Hi all! I am working with a clustering pipeline t...
# questions
t
Hi all! I am working with a clustering pipeline that I regularly want to rerun to monitor cluster migrations. I am using SnowflakeTableDatasets to save data directly to the data warehouse. Now, since it is not possible to have the same input and output dataset in Kedro, I was wondering what would be best practice to rerun clustering and store to the same SnowparkTableDataset when storing on a different timestamp for example. Would appreciate your help here!
👀 1
r
Hi @Thomas d'Hooghe, From your use case, I found PartitionedDataset and IncrementalDataset to be helpful. If you haven't tried already, please check the docs here - https://docs.kedro.org/en/stable/data/partitioned_and_incremental_datasets.html . Also, if your clustering pipeline runs the entire dataset and you want to work with different versions, you can try versioning in catalog. Thank you
t
Hi Ravi, thank you for your quick response! That looks promising indeed. Any chance you have ever tested this to work with a SnowparkTableDataset already?

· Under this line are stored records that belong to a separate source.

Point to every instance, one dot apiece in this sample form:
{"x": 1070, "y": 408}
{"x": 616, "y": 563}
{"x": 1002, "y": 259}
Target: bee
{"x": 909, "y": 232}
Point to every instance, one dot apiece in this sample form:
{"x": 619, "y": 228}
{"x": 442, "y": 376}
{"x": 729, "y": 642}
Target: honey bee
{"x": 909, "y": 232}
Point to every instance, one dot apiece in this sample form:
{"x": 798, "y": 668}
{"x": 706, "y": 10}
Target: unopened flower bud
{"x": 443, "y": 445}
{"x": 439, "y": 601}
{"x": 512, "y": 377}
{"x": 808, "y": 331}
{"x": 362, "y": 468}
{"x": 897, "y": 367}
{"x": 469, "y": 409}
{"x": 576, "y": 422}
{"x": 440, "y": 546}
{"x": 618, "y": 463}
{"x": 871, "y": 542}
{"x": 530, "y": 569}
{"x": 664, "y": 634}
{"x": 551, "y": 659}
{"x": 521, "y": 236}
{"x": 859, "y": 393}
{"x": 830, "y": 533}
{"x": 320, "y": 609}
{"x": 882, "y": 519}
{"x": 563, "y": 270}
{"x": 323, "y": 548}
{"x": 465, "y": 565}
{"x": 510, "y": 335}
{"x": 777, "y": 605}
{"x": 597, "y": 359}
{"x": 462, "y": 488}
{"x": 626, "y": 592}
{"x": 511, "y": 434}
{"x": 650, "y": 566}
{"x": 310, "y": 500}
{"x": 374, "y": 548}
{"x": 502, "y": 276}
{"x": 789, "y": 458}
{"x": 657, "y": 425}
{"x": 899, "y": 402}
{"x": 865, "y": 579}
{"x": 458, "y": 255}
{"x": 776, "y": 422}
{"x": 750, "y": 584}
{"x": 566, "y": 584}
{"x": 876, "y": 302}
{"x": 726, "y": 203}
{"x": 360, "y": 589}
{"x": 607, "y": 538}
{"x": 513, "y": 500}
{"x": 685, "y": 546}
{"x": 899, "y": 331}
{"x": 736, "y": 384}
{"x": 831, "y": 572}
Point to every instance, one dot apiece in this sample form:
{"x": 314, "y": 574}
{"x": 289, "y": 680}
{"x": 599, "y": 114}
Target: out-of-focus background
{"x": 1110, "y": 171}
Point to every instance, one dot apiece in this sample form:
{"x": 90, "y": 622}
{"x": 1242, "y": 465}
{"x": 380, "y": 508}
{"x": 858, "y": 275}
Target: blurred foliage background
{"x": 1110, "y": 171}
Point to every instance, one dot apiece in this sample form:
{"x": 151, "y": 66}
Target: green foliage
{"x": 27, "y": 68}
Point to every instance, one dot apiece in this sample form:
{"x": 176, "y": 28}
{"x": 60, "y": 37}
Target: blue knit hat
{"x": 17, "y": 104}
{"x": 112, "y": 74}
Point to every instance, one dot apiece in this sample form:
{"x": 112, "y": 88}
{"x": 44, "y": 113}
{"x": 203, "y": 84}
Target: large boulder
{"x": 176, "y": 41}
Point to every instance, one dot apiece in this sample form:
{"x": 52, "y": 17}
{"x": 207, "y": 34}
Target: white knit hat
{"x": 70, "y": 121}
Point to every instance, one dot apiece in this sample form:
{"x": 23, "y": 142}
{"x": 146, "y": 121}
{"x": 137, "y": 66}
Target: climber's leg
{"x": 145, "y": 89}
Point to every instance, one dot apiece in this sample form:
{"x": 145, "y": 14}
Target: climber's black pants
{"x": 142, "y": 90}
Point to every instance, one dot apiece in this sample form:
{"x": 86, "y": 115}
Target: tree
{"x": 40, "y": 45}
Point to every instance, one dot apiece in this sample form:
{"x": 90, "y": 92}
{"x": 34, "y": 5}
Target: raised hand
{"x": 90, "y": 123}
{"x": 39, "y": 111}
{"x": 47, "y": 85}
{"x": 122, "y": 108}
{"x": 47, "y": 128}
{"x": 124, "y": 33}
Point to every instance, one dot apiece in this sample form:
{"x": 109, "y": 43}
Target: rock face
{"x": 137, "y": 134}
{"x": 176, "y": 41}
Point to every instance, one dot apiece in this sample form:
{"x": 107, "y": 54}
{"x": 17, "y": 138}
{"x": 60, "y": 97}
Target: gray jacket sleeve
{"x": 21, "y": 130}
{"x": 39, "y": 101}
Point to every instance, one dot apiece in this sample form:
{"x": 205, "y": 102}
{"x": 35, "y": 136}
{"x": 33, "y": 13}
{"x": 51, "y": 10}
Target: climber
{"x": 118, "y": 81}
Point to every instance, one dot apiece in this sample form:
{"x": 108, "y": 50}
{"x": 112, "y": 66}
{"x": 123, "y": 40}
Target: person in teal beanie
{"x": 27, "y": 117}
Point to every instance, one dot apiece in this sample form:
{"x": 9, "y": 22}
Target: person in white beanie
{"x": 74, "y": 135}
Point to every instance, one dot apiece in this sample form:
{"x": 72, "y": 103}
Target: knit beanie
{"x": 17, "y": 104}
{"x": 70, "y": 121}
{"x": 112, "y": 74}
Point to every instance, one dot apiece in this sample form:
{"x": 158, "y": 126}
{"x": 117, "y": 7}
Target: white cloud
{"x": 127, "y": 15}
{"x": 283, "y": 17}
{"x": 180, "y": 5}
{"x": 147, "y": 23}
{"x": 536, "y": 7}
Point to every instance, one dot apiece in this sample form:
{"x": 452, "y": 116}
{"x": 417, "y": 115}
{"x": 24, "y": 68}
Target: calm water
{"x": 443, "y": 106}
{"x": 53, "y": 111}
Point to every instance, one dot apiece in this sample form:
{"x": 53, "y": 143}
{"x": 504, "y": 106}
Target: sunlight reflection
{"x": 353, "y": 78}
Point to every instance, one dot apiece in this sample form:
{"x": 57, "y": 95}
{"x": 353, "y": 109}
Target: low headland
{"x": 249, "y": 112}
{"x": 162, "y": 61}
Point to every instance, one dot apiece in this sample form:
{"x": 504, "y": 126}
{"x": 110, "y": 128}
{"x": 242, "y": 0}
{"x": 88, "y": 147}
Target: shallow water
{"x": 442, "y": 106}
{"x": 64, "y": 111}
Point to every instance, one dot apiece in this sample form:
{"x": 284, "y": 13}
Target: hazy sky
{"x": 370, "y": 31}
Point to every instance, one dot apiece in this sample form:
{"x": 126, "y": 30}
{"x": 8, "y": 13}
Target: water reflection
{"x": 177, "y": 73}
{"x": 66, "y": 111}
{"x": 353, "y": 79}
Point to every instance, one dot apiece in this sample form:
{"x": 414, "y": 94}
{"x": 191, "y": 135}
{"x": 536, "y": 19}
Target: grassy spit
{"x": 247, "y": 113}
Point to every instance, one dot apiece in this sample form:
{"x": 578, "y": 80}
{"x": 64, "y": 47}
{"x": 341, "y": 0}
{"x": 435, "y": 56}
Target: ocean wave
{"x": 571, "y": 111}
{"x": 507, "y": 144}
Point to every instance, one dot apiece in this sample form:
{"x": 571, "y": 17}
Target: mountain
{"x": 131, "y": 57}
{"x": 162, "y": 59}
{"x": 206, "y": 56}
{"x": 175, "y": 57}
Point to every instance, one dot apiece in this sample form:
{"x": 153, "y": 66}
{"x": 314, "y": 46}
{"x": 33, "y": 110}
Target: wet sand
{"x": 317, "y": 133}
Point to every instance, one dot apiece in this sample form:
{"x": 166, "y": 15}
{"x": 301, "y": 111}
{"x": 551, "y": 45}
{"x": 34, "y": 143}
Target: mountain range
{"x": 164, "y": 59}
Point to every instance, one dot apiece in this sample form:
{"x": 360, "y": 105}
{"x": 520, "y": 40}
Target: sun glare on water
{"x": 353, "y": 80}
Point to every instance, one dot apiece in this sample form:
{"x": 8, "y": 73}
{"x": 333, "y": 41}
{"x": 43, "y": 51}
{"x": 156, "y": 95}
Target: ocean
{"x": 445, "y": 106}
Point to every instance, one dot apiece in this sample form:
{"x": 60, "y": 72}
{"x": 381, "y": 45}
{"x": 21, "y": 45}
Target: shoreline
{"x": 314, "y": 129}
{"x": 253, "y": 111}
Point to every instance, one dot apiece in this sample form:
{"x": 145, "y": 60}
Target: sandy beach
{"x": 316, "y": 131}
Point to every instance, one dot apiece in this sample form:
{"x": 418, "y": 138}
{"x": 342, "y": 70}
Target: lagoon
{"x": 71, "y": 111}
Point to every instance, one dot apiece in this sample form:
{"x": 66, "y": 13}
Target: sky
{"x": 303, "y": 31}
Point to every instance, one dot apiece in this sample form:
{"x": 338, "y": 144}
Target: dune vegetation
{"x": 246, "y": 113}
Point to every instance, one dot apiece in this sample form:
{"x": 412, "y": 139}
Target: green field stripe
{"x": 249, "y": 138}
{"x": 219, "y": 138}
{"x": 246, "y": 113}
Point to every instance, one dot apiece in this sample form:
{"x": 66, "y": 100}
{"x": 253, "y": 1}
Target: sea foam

Responding to the versioning, I thought with or without versioning, it is not possible to have the same dataset as both input and output. Are you saying that with versioning this constraint is relieved?
r
Oh yes, I think kedro does not allow same datasets to be both inputs and outputs. I haven't tried incremental datasets before. Also I was wondering if I understood your question - 1. You have a pipeline which has a node that takes in dataset x -> dataset x ? or 2. You have a pipeline which has a node that takes in dataset x -> dataset x_with_timestamp ? and then the next iteration would take dataset x_with_timestamp as input
t
I think both would work, but the latter one would be a bit more clean. Also am wondering what the community thinks what the best solution will be in this case :)
m
You cannot have the same input and output datasets but 2 differently named data catalog entries can point to the same underlying resource (file/database etc)
🙌 1
thankyou 2
🙏 1